One of them may be not having it on fursuiter's input. Another may be problem in Central Unit (or between it and Stepper Motors).

I decided to place small microswitch under fur but I am still not sure where to place it.
First idea is to place it between wings. Its advantage is distance because it does not require any connector which may need to be used when putting the suit on.
Second idea is to place it on head. More specifically on top edge of snout (hidden under fur) or behind nose (reacting on nose touch / press).
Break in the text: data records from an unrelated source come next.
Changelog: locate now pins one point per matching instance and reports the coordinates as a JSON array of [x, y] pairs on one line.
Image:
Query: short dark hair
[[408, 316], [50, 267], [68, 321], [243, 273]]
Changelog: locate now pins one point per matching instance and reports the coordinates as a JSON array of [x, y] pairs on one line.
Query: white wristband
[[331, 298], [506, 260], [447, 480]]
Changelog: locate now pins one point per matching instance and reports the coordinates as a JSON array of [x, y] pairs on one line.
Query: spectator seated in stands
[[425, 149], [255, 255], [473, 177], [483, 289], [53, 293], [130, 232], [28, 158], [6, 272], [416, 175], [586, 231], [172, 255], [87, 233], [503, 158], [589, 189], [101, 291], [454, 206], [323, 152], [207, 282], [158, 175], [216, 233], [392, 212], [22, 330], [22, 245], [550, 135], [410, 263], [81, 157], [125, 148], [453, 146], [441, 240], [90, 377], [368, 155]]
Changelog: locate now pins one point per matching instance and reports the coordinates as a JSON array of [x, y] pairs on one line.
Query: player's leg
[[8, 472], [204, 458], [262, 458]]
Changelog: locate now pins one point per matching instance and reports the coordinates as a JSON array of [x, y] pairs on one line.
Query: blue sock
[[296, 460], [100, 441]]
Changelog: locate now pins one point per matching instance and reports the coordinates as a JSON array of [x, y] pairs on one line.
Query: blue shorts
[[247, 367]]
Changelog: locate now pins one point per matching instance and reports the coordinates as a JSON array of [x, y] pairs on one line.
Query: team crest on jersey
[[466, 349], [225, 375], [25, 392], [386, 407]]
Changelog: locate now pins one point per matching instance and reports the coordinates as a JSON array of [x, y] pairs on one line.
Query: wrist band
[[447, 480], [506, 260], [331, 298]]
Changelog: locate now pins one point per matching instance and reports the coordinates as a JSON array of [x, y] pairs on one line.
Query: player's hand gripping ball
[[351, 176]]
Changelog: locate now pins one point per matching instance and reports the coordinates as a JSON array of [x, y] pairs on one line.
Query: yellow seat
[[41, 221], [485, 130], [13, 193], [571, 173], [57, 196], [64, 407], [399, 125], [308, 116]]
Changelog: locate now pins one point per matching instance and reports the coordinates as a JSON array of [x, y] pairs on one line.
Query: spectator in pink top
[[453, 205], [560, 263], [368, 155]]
In any way, it will be a switch and while pressed, the wings should retract and stay retracted.
#define PIN_SHUTDOWN A0
pinMode(PIN_SHUTDOWN, INPUT_PULLUP);
We define the pin...
if(digitalRead(PIN_SHUTDOWN) == LOW) { left_changeTargetStep(0.0f); right_changeTargetStep(0.0f); while(!left_done || !right_done) { left_performStep(); right_performStep(); // 2000 rotations per 1s delayMicroseconds(500); } }
...and mostly use the code from Reset Position on Start...
delay(1000); return;
...but we also add delay after retracting wings (end of condition block) to keep them retracted. This whole condition should be placed at beginning of loop() function to prevent rest of the code from executing when the "Shutdown Button" is pressed.

Low Battery Shutdown

Because Power Preprocessor is already prepared for voltage monitor from Central Unit, we only need to fork it and use same code.
#define PIN_VOLTAGE A1
#define VOLTAGE_SHUTDOWN
if((analogRead(PIN_VOLTAGE) / 1024.0f) * 20 < VOLTAGE_SHUTDOWN) { }
Analog to Digital conversion takes about 100µs (~10,000 times per second) so it can mess with our timing.
if(left_done && right_done) { }
We should only check it when not controlling motors.
#define VOLTAGE_CHECK 40 int voltage_check_step = 0;
if(voltage_check_step == VOLTAGE_CHECK) { } voltage_check_step++;
And only few cycles (~few seconds).

delay(100); return;
We also add 100ms (0.1s) delay to save batteries.